CNN

Tao Zou

2024-02-06

Image Data Processing

Show, save and load a gray image and a color image from <np.ndarray>.

import numpy as np
from PIL import Image
import matplotlib.pyplot as plt

gray_image_array = np.random.randint(0, 256, size=(100, 100), dtype=np.uint8)
color_image_array = np.random.randint(0, 256, size=(100, 100, 3), dtype=np.uint8)

# Show gray and color images
plt.subplot(1, 2, 1)
plt.axis('off')
plt.imshow(gray_image_array, cmap='gray')
plt.subplot(1, 2, 2)
plt.axis('off')
plt.imshow(color_image_array)
plt.show()

# Save and load images
image = Image.fromarray(gray_image_array)
image.save('gray_image.png')

image = Image.fromarray(color_image_array)
image.save('color_image.png')

# Load images
loaded_gray_image = Image.open('gray_image.png') 
loaded_gray_image_array = np.array(loaded_gray_image)
print(np.array_equal(loaded_gray_image_array, gray_image_array))

loaded_color_image = Image.open('color_image.png') 
loaded_color_image_array = np.array(loaded_color_image)
print(np.array_equal(loaded_color_image_array, loaded_color_image))

feature_transform defined above is a common transformer for <PIL Image>.

from torchvision import transforms

features_transform = transforms.Compose([
        transforms.Resize((256, 256)),  # resize the shape of every image
        transforms.ToTensor(),
        transforms.Normalize(mean=[0.5, 0.5, 0.5], std=[0.5, 0.5, 0.5])])

transforms.Resize() only receives a <PIL Image>. This function should always be placed at the beginning.

transform.ToTensor()’s input format is shape (height, width, channel), and the output format is shape (channel, height, width).
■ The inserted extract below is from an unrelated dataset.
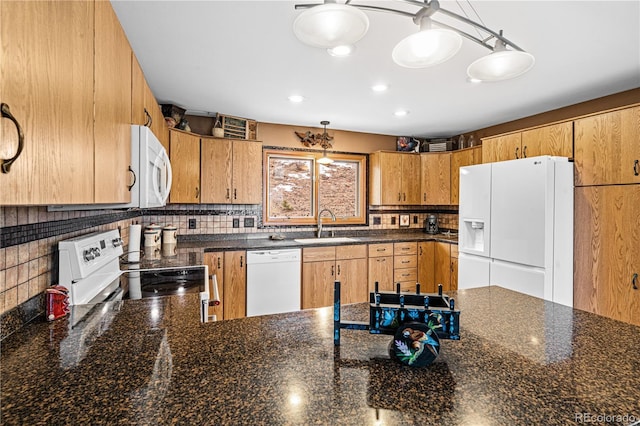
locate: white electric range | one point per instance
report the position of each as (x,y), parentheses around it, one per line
(89,267)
What’s more, if the input data type is <PIL Image> or <np.ndarray> with a dtype of <np.uint8>, its values will be limited to a range of [0, 1].
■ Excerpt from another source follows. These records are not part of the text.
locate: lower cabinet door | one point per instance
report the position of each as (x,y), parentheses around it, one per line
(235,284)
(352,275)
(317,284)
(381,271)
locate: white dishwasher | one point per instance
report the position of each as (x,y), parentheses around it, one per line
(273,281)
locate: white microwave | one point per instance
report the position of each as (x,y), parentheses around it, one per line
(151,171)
transforms.Normalize() will be applied to every channel.

LeNet

LeNet structure code

# The input image's shape is (num_channels: 1, height: 28, width: 28)
# The ouput classes number is 10
import torch
from torch import nn

model = nn.Sequential(nn.Conv2d(1, 6, kernel_size=5, padding=2), nn.Sigmoid(),
                    nn.AvgPool2d(kernel_size=2, stride=2),
                    nn.Conv2d(6, 16, kernel_size=5), nn.Sigmoid(),
                    nn.AvgPool2d(kernel_size=2, stride=2),
                    nn.Flatten(),
                    nn.Linear(16 * 5 * 5, 120), nn.Sigmoid(),
                    nn.Linear(120, 84), nn.Sigmoid(),
                    nn.Linear(84, 10))

nn.Conv2d(in_channels, out_channels, kernel_size, stride, padding, dilation, groups, bias=True, padding_mode='zeros')

in_channels: represent the number of feature images(channels) in the input layer;
out_channels: represents the number of channels in the output layer, meanwhile, it is the number of convolutional kernels;
kernel_size=5: means that each kernel’s pixel is 5×5.

Fashion-MNIST Data Loading code

import torch
import torch.nn as nn
import torchvision
import torchvision.transforms as transforms
import numpy as np

transform = transforms.Compose(
    [transforms.Resize((28, 28)),
     transforms.ToTensor(),
     transforms.Normalize([0.5], [0.5])])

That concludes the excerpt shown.